I had to give a 10 minute talk yesterday in front of the faculty and cohort of my department on my art practice (Do I have an art practice? I guess I do). What seemed like a simple task went south on me kind of quickly as I raced through topics trying to stay within the time limit. Probably no one really cared but me, but all last night I found myself thinking “Why did I say that? Why didn’t I say that?”

One topic specifically that I didn’t really explain, even though I had the opportunity, was the idea of critical retrocomputing- a phrase that Rachel Simone Weil coined that I find useful. I mentioned a talk she gave at MagFest on modding, hacking and homebrew, and the idea that unexamined nostalgia is problematic, but I didn’t really talk about what that phrase means as a practice. For Rachel it means really considering the history of the hardware you are creating for and not just exploiting it as a discrete aesthetic. Rachel and I worked together on some projects using early Macintoshes as a place to create what-if alternate histories, and that has kind of lingered with me in a couple of other experiments, like Obelisk and my Deja-Vu inspired comic. For Rachel, critical retrocomputing often means creating a language of possibility or exploring counter-histories in a heavily gendered area that she once felt excluded from.

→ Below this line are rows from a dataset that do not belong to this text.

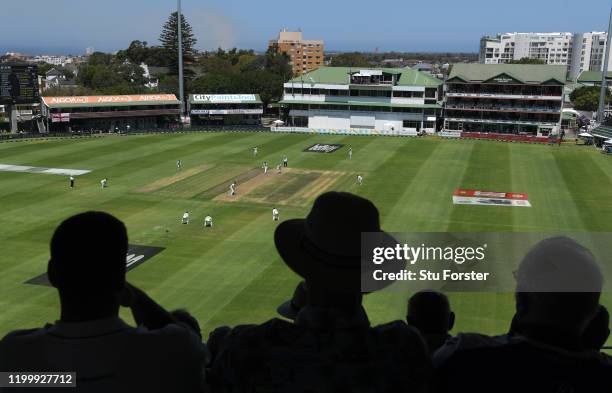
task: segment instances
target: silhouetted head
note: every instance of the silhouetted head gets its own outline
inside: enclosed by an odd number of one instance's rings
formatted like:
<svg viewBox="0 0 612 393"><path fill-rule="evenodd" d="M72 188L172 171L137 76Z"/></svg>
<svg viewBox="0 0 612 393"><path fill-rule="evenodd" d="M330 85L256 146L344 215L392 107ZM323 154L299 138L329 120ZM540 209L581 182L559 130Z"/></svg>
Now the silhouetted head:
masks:
<svg viewBox="0 0 612 393"><path fill-rule="evenodd" d="M455 325L455 313L445 294L426 290L408 300L406 321L421 333L446 334Z"/></svg>
<svg viewBox="0 0 612 393"><path fill-rule="evenodd" d="M51 284L60 292L62 307L70 304L71 313L77 314L81 306L118 307L118 295L125 285L127 250L127 229L110 214L81 213L62 222L51 239L47 268Z"/></svg>
<svg viewBox="0 0 612 393"><path fill-rule="evenodd" d="M315 200L305 219L281 223L274 242L287 266L306 280L309 304L334 301L343 306L361 302L362 274L367 275L362 272L361 237L372 232L380 235L380 245L397 244L381 230L372 202L345 192L328 192ZM400 264L388 266L402 269Z"/></svg>
<svg viewBox="0 0 612 393"><path fill-rule="evenodd" d="M604 306L597 312L582 333L582 346L585 349L600 351L610 336L610 314Z"/></svg>
<svg viewBox="0 0 612 393"><path fill-rule="evenodd" d="M533 247L516 272L521 323L581 334L599 304L603 276L593 254L574 240L555 237Z"/></svg>

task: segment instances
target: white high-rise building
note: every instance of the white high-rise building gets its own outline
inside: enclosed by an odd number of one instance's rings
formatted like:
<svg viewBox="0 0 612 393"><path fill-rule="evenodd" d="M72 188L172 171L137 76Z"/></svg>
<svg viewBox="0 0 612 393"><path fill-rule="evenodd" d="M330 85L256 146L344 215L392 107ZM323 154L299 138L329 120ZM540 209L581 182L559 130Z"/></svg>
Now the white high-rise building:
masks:
<svg viewBox="0 0 612 393"><path fill-rule="evenodd" d="M571 79L582 71L601 71L606 47L605 32L504 33L480 40L479 61L503 64L522 58L566 65ZM612 67L610 67L612 68Z"/></svg>
<svg viewBox="0 0 612 393"><path fill-rule="evenodd" d="M576 33L570 76L575 79L582 71L602 71L606 49L605 32ZM608 71L612 64L608 65Z"/></svg>

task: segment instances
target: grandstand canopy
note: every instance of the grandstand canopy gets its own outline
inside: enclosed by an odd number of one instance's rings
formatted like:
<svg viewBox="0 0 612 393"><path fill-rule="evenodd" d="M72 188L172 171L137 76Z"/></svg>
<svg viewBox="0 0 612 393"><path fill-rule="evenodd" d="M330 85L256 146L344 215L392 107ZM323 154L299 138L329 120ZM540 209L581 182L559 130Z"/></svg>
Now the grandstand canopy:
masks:
<svg viewBox="0 0 612 393"><path fill-rule="evenodd" d="M602 76L603 75L601 71L583 71L582 73L580 73L580 76L578 76L577 82L583 85L601 85ZM608 71L608 74L606 75L606 80L610 79L612 79L612 72Z"/></svg>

For me it also means leveraging powerful feelings I had about technology as a young person (which I also felt excluded from by class) and contrasting it with where those technologies have ended up. I can also imagine projects of possibility (that are actually even fun to play), but those usually end up in the “still too ambitious” pile in my list of projects. The next project I am thinking about lies somewhere in-between.